Nicht nur die Vereinigten Staaten sind erfolgreicher bei der Bekämpfung der Langzeitarbeitslosigkeit. Auch für andere OECD-Staaten lässt sich diese Feststellung treffen. Wie viele andere internationale Studien zeigt etwa der Bericht der Arbeitsgruppe Benchmarking des Bündnisses für Arbeit und der Bertelsmann Stiftung, dass Deutschland in dieser Hinsicht besonders erfolglos ist, während andere Staaten bessere Resultate erzielen.1 In Großbritannien waren 2003 nur 23 Prozent der insgesamt 5,0 Prozent Arbeitslosen länger als ein Jahr arbeitslos, in Dänemark waren es im selben Jahr sogar nur 19,9 Prozent der insgesamt 5,6 Prozent Arbeitslosen, und in den Niederlanden 29,2 Prozent der insgesamt nur 3,8 Prozent ohne Arbeit. Noch Anfang der neunziger Jahre war auch in diesen Ländern der Anteil der Langzeitarbeitslosen noch viel höher, nämlich bei 34,4 Prozent in Großbritannien, bei 29,9 Prozent in Dänemark und bei 49,3 Prozent in den Niederlanden.2

Ende der achtziger Jahre hatten die Forscher um Richard Layard an der London School of Economics die Frage untersucht, weshalb der Aufschwung der Weltwirtschaft Ende der achtziger Jahre nicht mit einer substantiellen Reduzierung der Arbeitslosigkeit einhergegangen war. Sie ermittelten als Ursache dieser Entwicklung, dass es im Aufschwung nicht gelang, die Arbeitslosen zu mobilisieren und auf die freien Arbeitsplätze zu vermitteln. Die Arbeitslosigkeit war am Ende der achtziger Jahre höher als 1975.3

Aktive Vermittlung in Arbeit ist der Schlüssel

In den neunziger Jahren schlugen Länder wie Dänemark, Großbritannien und die Niederlande eine Politik ein, die den Vorschlägen dieser Forscher entsprach und die aktive Vermittlung in Arbeit in den Vordergrund stellte. Diese Staaten verlangten von Erwerbslosen, auch Arbeitsplätze zu akzeptieren, die anders und geringer qualifiziert waren als die vorherigen.
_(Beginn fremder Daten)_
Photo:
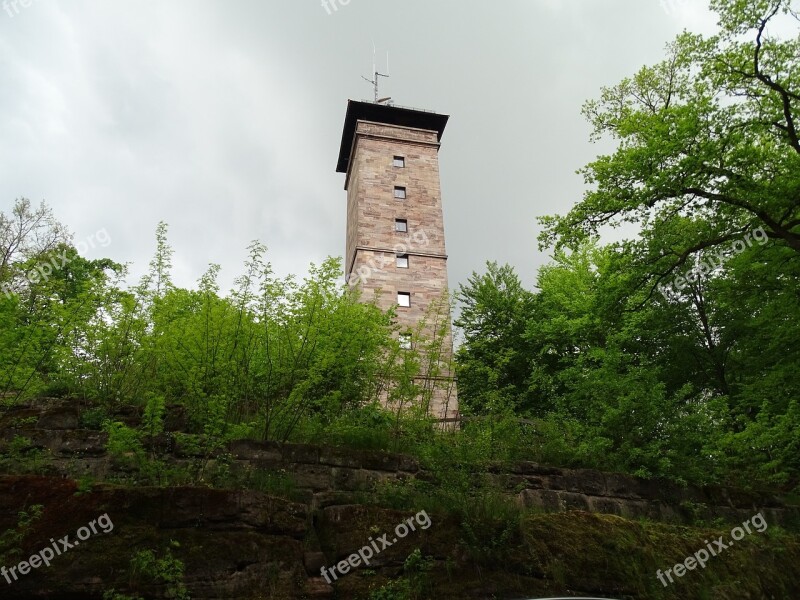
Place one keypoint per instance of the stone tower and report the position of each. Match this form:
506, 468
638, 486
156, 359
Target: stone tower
395, 228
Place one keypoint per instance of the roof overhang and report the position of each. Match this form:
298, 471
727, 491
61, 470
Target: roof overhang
390, 115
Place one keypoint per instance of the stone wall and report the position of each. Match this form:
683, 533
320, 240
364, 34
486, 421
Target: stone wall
325, 476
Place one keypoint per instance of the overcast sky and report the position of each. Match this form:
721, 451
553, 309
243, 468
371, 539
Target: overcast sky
224, 118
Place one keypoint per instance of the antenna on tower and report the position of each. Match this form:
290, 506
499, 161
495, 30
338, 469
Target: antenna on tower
375, 75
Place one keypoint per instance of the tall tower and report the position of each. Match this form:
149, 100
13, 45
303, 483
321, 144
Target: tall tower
395, 228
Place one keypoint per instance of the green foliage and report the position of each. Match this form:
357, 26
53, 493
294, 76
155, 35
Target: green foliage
412, 585
149, 567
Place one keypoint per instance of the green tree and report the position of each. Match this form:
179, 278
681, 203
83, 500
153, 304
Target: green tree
493, 362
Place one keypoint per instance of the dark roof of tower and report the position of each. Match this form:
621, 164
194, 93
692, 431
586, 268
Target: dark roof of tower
381, 113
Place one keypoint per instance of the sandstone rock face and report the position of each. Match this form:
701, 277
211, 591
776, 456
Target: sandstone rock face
244, 544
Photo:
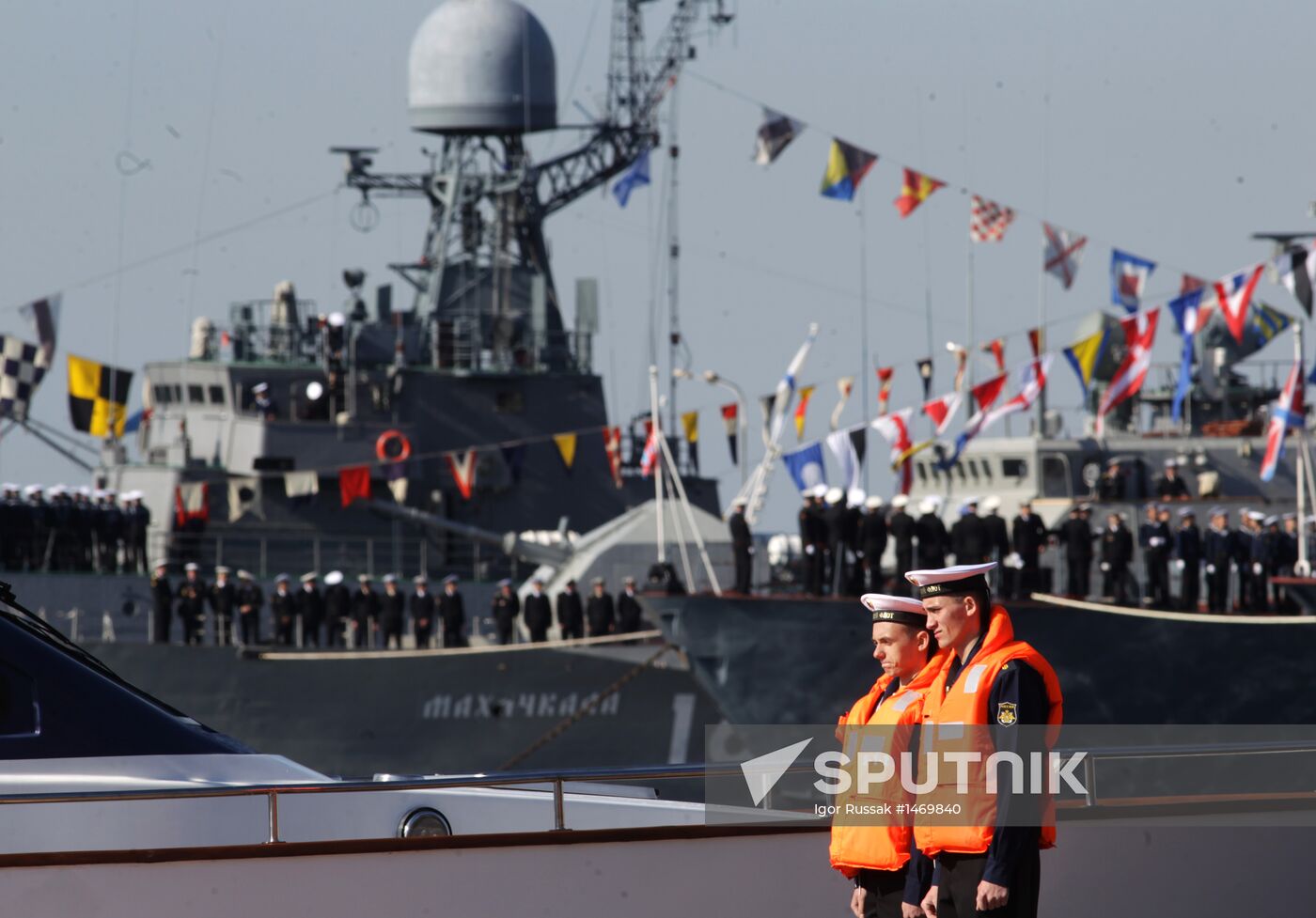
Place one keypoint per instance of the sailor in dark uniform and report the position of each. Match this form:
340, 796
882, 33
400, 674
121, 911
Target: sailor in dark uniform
539, 615
629, 615
743, 546
221, 598
191, 604
1154, 540
283, 611
451, 611
162, 602
250, 601
311, 609
1116, 553
570, 613
392, 615
1076, 536
506, 609
365, 613
337, 609
901, 526
423, 612
872, 543
599, 611
1217, 552
1187, 553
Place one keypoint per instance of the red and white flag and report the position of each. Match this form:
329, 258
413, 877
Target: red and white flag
989, 221
462, 466
1289, 412
943, 411
1233, 293
612, 446
1138, 337
895, 429
650, 456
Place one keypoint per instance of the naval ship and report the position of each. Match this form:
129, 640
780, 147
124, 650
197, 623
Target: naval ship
451, 397
780, 658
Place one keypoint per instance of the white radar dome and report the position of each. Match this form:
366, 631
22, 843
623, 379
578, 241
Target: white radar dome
482, 68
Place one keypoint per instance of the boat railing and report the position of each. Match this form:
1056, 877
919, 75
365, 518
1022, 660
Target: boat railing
588, 782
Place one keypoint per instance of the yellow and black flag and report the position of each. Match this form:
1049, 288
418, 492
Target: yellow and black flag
98, 397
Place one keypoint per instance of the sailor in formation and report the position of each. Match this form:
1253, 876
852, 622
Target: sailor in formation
311, 609
993, 685
891, 878
423, 612
599, 611
451, 612
504, 611
537, 615
250, 601
337, 609
392, 615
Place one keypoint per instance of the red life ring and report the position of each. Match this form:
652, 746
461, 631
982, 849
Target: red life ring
391, 441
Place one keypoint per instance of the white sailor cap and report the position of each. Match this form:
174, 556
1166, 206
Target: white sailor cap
950, 580
899, 609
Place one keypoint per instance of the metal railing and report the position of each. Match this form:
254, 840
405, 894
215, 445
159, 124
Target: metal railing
561, 780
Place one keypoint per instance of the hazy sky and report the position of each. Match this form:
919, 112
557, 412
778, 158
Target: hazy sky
1170, 129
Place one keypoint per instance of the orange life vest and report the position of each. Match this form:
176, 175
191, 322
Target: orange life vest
870, 839
966, 705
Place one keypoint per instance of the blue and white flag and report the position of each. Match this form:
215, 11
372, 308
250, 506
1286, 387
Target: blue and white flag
1190, 316
1128, 279
806, 466
634, 177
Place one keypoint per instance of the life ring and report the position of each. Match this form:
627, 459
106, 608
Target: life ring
392, 446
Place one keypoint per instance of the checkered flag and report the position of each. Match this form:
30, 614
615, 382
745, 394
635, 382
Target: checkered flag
989, 221
22, 370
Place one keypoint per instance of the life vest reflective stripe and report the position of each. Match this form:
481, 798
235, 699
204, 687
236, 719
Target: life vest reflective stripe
949, 720
866, 838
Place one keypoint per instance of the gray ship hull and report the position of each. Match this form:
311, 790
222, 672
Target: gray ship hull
453, 711
805, 661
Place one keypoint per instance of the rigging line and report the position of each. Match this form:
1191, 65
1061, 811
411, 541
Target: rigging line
899, 161
53, 431
187, 246
206, 170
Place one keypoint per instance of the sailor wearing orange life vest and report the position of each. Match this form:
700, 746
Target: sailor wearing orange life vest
991, 864
874, 849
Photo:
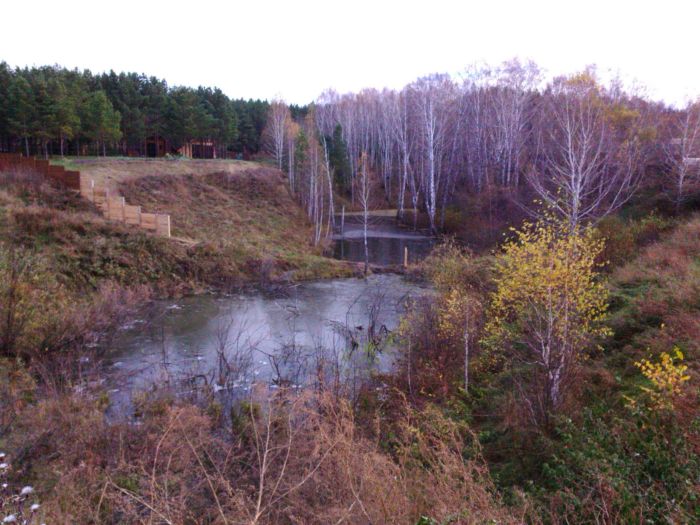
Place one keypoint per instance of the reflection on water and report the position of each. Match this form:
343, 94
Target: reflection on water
384, 251
236, 339
386, 242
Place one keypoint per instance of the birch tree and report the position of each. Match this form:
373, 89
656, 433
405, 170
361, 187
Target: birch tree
681, 153
276, 129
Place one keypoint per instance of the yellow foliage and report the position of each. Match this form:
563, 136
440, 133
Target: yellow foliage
546, 277
549, 304
667, 377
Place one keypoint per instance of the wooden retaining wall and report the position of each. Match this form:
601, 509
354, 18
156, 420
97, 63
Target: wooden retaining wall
113, 206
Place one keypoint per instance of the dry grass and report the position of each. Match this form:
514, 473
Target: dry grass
110, 172
248, 217
289, 460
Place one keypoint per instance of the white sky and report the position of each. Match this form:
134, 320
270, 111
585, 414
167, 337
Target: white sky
298, 48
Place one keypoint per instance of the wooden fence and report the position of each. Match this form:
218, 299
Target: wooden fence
112, 205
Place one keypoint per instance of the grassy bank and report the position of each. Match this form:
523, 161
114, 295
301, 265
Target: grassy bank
232, 227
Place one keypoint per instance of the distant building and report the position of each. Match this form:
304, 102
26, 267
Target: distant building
194, 149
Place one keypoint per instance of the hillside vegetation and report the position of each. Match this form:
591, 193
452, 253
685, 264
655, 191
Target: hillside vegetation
235, 228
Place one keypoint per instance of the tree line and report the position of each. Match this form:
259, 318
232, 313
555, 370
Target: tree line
52, 110
581, 146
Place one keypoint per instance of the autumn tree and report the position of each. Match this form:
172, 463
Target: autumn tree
547, 310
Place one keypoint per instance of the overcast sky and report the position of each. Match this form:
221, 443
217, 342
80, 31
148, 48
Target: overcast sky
298, 48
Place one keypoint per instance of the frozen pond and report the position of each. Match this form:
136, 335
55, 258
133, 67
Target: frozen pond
319, 327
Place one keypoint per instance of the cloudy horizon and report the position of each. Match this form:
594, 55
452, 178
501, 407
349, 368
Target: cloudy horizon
298, 50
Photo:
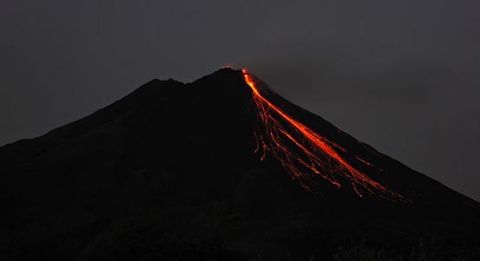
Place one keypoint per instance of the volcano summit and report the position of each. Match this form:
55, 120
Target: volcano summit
222, 168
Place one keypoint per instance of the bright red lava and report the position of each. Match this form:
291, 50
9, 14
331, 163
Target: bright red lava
313, 156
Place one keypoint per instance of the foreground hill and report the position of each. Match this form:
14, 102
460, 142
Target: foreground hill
170, 173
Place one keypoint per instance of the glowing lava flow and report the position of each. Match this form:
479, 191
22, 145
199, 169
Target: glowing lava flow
313, 155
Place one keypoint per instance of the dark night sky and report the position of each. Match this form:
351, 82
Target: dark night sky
402, 76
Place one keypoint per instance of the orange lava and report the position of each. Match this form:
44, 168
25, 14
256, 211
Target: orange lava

Sie verlangten von ihnen, zu geringerer Bezahlung und eventuell auch weit weg vom Wohnort tätig zu werden. Die Staaten, die sich die Reform der Arbeitsvermittlung auf ihre Fahnen geschrieben hatten, versuchten auch sicherzustellen, dass niemand über längere Zeit untätig bleiben konnte. In Dänemark wurde die maximale Zeit der Untätigkeit von fünf Jahren auf ein Jahr reduziert. Viele Arbeitslose in Dänemark bemühten sich angesichts der umfassenderen Aktivitäten der Arbeitsverwaltung aus eigener Initiative erfolgreich um Arbeitsplätze. Das Ergebnis war, dass die Arbeitslosigkeit in Dänemark annähernd jedes Jahr sank. Angesichts der wachsenden Zahl der auf dem Arbeitsmarkt verfügbaren Arbeitskräfte schufen die Arbeitgeber mehr Arbeitsplätze. Die Fortschritte auf dem Arbeitsmarkt beruhten nach den Erkenntnissen Layards unmittelbar darauf, dass es gelungen war, die Arbeitslosen besser zu mobilisieren und sie aktiv bei der Arbeitssuche zu unterstützen.4

Alle Länder, die diesen Weg beschritten, hatten Erfolge und konnten die Arbeitslosigkeit auf das Niveau von 1975 drücken. In Großbritannien betrug die Arbeitslosigkeit 1975 4,6 Prozent und 5,0 Prozent im Jahr 2003. In Dänemark lag die Arbeitslosigkeit 1975 bei 5,4 und 2003 bei 5,6 Prozent. In den Niederlanden ging die Arbeitslosigkeit im Vergleich zu 1975 sogar von 5,8 Prozent auf 3,8 Prozent im vorigen Jahr zurück. Andere Länder, darunter Deutschland, haben nach wie vor hohe Arbeitslosenraten. Die Arbeitslosenquote in Deutschland hat sich den 4,7 Prozent des Jahres 1975 bekanntermaßen nicht wieder angenähert.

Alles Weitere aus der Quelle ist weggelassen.